In 1957 he and his wife organized the Chapel Hill Conference.

=== Awards ===
In 1987 he was awarded the Dirac Prize, the Pomeranchuk Prize in 2002, and, posthumously, the American Physical Society's Einstein Prize in 2005. He also was a member of the National Academy of Sciences.

=== Work ===
He pioneered work in the quantization of general relativity and, in particular, developed canonical quantum gravity, manifestly covariant methods, and heat kernel algorithms. DeWitt formulated the Wheeler–DeWitt equation for the wave function of the universe with John Archibald Wheeler and advanced the formulation of Hugh Everett's many-worlds interpretation of quantum mechanics. With his student Larry Smarr, he originated the field of numerical relativity.

==Books==
- Bryce DeWitt, Dynamical theory of groups and fields, Gordon and Breach, New York, 1965
- Bryce DeWitt, R. Neill Graham, eds., The Many-Worlds Interpretation of Quantum Mechanics, Princeton Series in Physics, Princeton University Press (1973), ISBN 0-691-08131-X.

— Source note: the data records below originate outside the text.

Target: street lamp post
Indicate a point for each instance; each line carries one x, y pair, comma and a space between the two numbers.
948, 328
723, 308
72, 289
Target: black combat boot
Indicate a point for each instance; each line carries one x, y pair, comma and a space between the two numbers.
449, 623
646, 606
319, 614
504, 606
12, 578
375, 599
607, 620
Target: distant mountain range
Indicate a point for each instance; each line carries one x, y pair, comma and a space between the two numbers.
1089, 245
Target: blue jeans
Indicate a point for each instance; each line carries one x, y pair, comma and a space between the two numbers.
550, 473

- S. M. Christensen, ed., Quantum theory of gravity. Essays in honor of the 60th birthday of Bryce S. DeWitt, Adam Hilger, Bristol, 1984.

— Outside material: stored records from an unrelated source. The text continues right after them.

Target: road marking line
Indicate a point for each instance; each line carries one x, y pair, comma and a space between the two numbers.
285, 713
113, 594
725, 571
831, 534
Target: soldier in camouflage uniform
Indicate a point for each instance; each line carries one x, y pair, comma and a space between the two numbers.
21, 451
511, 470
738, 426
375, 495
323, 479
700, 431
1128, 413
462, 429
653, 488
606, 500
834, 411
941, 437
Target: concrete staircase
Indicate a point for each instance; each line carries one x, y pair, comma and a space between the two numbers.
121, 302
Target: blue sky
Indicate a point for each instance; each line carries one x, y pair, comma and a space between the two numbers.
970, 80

- Bryce DeWitt, Supermanifolds, Cambridge University Press, Cambridge, 1985.
- Bryce DeWitt, The Global Approach to Quantum Field Theory, The International Series of Monographs on Physics, Oxford University Press, 2003, ISBN 978-0-19-851093-2.
- Bryce DeWitt, Sopra un raggio di luce, Di Renzo Editore, Roma, 2005.
- Bryce DeWitt, Bryce DeWitt's Lectures on Gravitation, Steven M. Christensen, ed., Springer, 2011.